The Restaurant
Cafe Mutton opened in late 2020 inside a small triangular corner storefront at 757 Columbia Street on the east side of Hudson, four blocks south of Warren Street and a ten-minute walk from the Amtrak station. Chef-owner Shaina Loew-Banyan - whose CV includes posts at Saltie in Brooklyn and the Diner in Williamsburg, plus a longer run cooking the lunch and weekend programme at the Old Stone Inn in Mendham, New Jersey - opened the room as a deliberately small daytime-and-early-dinner project with seating for roughly twenty across a single twelve-seat counter, a four-top by the window and a small communal table at the back. The kitchen is fully exposed and runs the length of the room - the diner watches the entire pass from any seat - and the front-of-house operates a hybrid counter-and-table-service rhythm in which guests order at the counter and food is delivered to the table. The space is small, light-flooded and unfussy: white-painted walls, hand-thrown ceramic plateware, a single shelf of well-selected cookbooks above the back banquette, and a hand-lettered chalkboard menu that changes daily with what arrived at the back door that morning.
The kitchen project earned Cafe Mutton a 2023 James Beard Foundation Best New Restaurant semifinalist nomination - one of the youngest restaurants in the country to receive the recognition that year - and has since been profiled in the New Yorker, the New York Times and Bon Appetit. Loew-Banyan's cooking is deliberately unfashionable: a serious offal-forward programme (lamb tongue, beef heart, sweetbreads, chicken livers) executed alongside a vegetable-driven menu that draws from Greene and Columbia County farms, plus a small bread-and-laminated-dough programme that supplies the morning's croissants, scones, biscuit sandwiches and the brioche buns that anchor the room's much-loved 'big sandwich' service through the lunch hours. Signature plates have included a beef-heart tartare with smoked-paprika aioli, a chicken-liver pâté with fennel mostarda, a lamb-tongue Reuben on house rye, hand-rolled pasta with whatever the morning produced, and a Sunday whole-roasted-bird programme that the kitchen runs as a single-protein evening service two weeks each month.
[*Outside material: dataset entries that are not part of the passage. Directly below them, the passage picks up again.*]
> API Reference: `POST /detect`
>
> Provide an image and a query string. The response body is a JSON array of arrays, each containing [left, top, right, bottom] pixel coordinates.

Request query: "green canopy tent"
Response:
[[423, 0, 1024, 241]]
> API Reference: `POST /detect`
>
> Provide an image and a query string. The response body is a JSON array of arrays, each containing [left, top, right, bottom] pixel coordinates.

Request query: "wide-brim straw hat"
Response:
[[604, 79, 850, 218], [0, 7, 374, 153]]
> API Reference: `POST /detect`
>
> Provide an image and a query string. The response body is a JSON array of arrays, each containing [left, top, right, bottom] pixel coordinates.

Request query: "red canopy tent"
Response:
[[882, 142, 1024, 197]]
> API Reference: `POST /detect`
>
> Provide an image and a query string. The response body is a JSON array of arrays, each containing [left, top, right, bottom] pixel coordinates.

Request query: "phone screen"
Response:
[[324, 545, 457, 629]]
The drinks programme is deliberately edited: a tight ten-bottle natural-wine list rotating monthly, a small but very serious cider section (Aaron Burr Cider, Sundström Hard Cider, Snowdrift Cider Company), and a non-alcoholic offering of house-made shrubs, sodas and tonics that the kitchen treats as a real menu rather than an afterthought. Reservations open thirty days ahead on Resy and prime Saturday-and-Sunday brunch and early-dinner seatings book within minutes. For a Hudson visitor who wants the city's most distinctive kitchen experience at the room's most accessible price point, Cafe Mutton is the unambiguous reservation.
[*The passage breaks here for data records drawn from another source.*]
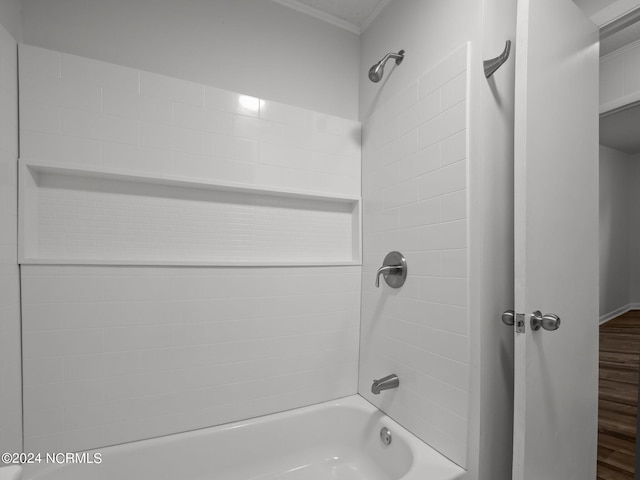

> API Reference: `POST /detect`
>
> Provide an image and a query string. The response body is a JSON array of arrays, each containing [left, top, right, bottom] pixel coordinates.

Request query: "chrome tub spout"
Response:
[[371, 373, 400, 395]]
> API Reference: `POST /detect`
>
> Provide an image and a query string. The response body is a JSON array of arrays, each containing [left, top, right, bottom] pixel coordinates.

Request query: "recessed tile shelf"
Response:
[[19, 159, 361, 266]]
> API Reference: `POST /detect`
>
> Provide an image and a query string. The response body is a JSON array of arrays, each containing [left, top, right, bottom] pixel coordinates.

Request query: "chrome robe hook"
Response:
[[483, 40, 511, 78]]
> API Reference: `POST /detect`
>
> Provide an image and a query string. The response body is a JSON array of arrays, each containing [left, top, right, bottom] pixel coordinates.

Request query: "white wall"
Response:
[[359, 0, 481, 122], [16, 46, 360, 451], [600, 146, 640, 319], [628, 154, 640, 308], [0, 0, 22, 42], [469, 0, 517, 479], [0, 20, 22, 452], [22, 0, 359, 119]]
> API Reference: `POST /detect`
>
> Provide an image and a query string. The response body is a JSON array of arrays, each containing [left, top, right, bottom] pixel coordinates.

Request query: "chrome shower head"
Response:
[[369, 50, 404, 83]]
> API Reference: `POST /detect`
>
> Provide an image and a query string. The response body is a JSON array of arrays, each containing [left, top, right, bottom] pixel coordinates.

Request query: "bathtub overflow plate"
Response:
[[380, 427, 391, 445]]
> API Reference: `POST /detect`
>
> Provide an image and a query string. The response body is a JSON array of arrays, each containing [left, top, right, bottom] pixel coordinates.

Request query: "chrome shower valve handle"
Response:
[[376, 252, 407, 288]]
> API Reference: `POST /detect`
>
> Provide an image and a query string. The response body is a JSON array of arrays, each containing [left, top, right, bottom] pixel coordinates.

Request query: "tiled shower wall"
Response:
[[358, 45, 469, 466], [20, 46, 361, 451], [0, 22, 22, 452]]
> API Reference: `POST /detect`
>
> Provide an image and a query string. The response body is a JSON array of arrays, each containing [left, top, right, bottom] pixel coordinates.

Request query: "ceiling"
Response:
[[273, 0, 391, 35], [273, 0, 640, 153]]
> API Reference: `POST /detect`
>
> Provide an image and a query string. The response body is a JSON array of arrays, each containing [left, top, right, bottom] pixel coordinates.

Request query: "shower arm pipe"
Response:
[[378, 50, 404, 65]]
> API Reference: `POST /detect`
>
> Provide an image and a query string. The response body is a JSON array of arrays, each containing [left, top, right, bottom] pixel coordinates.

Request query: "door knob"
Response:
[[531, 310, 560, 332], [502, 310, 516, 327]]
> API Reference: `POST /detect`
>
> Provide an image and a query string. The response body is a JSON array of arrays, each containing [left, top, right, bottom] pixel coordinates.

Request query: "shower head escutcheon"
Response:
[[369, 50, 404, 83]]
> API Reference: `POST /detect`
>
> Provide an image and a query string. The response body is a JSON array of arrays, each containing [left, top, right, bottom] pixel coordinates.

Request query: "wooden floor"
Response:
[[598, 310, 640, 480]]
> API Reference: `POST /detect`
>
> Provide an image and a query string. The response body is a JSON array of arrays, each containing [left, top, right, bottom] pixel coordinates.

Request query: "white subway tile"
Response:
[[418, 161, 467, 199], [398, 89, 440, 135], [62, 109, 138, 145], [140, 122, 175, 150], [174, 152, 257, 184], [20, 131, 102, 165], [380, 115, 398, 145], [406, 251, 443, 277], [382, 130, 418, 165], [440, 71, 467, 111], [418, 220, 467, 250], [418, 277, 468, 306], [418, 102, 467, 149], [101, 325, 176, 352], [173, 127, 202, 155], [174, 103, 233, 135], [23, 329, 103, 358], [20, 102, 62, 134], [398, 198, 440, 228], [418, 45, 467, 98], [103, 142, 174, 174], [311, 132, 360, 158], [383, 82, 418, 122], [103, 89, 173, 125], [204, 133, 260, 162], [441, 130, 467, 166], [393, 144, 441, 182], [260, 100, 308, 127], [204, 86, 261, 118], [20, 76, 102, 112], [442, 250, 468, 277]]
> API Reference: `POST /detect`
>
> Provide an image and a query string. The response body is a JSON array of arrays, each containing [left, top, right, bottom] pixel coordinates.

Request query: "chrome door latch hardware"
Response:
[[531, 310, 560, 332], [502, 310, 525, 333]]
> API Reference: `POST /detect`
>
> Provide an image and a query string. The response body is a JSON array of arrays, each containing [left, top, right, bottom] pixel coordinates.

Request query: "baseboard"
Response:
[[600, 303, 640, 325]]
Why This Is Hudson’s Solo Dining Pick
For solo dining in Hudson, Cafe Mutton is the room the city's own chefs and food writers recommend first. The twelve-seat counter facing the open kitchen is the most generous solo seat in the Hudson Valley - the diner watches the entire pass for ninety unhurried minutes, the line cooks plate within arm's reach, and the kitchen's small size means a single guest's questions about the menu, the offal, the bread programme or the cider list are answered by the cook rather than passed to a captain. The counter-service rhythm removes the awkward solo-table grammar that traditional fine-dining rooms struggle with: there is no maître d' to ask whether you are waiting for someone, no laminated wine list to navigate alone, and no expectation that a single diner will order multiple courses to justify the seat. The chalkboard menu changes daily and the offal-and-vegetable bias rewards the curious eater who is willing to order what arrived at the back door that morning rather than what they planned to eat on the way over. And the room's James Beard recognition means the meal reads as a national experience even though the entire restaurant fits inside a single triangular corner storefront.